The Scale of the Power Crisis

The core of the disagreement lies in the sheer magnitude of energy required. Microsoft president Brad Smith had previously championed the initiative as the "single biggest step to advance the availability of digital technology" in the country's history. To keep pace with exploding global compute demand, Microsoft has been expanding its infrastructure at a rapid clip, adding a gigawatt of data centre capacity approximately every three months.

However, the logistical reality of powering such a facility in Kenya has proven daunting. The proposed facility was designed to draw on geothermal energy from Olkaria, a region that currently accounts for about 40% of Kenya’s energy supply. The original vision included:

  • A $1 billion first-phase investment.
  • An eventual total capacity of 1 gigawatt.
  • Operational status expected within two years of the 2024 announcement.

Despite the sustainability benefits of geothermal baseload power, the grid constraints are severe. Kenyan President William Ruto articulated the physical limitation succinctly, noting the impossibility of connecting such a massive load to the existing network: "To switch on that one data center, we would need to shut off power for half the country."

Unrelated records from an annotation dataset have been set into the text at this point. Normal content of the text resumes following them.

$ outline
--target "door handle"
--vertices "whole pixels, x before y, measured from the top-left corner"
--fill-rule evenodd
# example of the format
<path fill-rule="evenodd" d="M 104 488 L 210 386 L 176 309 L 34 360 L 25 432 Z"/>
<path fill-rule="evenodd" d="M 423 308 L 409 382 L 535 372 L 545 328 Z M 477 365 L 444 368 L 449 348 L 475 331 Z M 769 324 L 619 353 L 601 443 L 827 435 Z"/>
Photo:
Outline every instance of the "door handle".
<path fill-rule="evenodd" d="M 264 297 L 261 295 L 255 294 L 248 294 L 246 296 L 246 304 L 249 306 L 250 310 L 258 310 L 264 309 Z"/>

Strategic Partnerships and Financial Hurdles

Microsoft did not approach this expansion alone. The tech giant partnered with G42, an AI company based in the United Arab Emirates, partly to help the Abu Dhabi-based firm expand its footprint beyond its home market. Microsoft has previously invested $1.5 billion in G42, signaling a deep commitment to the partnership and the broader African market.

Although talks have broken down, Kenyan officials insist the project is not dead. John Tanui, the Principal Secretary at Kenya’s Ministry of Information, clarified that the discussions have hit a roadblock but remain open to resolution.

"The scale of the data center they wanted to do still requires some structuring," Tanui said in a recent interview, emphasizing that plans are "not failed or withdrawn."

Infrastructure Expansion and National Debt Concerns

To make projects like Microsoft’s viable, President Ruto is actively campaigning to expand Kenya's energy infrastructure capacity from its current 3,000 megawatts to 10,000 megawatts by 2030. The Olkaria data centre is being used as a primary example of the type of massive projects this expanded power system must support.

This push for infrastructure development is tied to the controversial KSh 5 trillion National Infrastructure Fund. The proposed bill aims to develop the country’s infrastructure without relying on public debt, yet critics point out that several clauses still prioritize debt as a primary financing strategy, alongside the sale of government assets.

The financial strategy has drawn sharp criticism from the Auditor General. Nancy Gathungu has expressed serious concerns over the long-term implications of selling off state assets to fund current projects.

"The sale of the assets may also mean that at a point in the future, there may be no more assets to sell," Gathungu warned. "Future generations will be overburdened by the current decisions."

As Microsoft continues to scale its global AI infrastructure, the Kenya project remains a high-profile example of the tension between digital ambition and physical energy limits. Whether the deal can be restructured to satisfy both the tech giant's power needs and the government's fiscal constraints remains to be seen.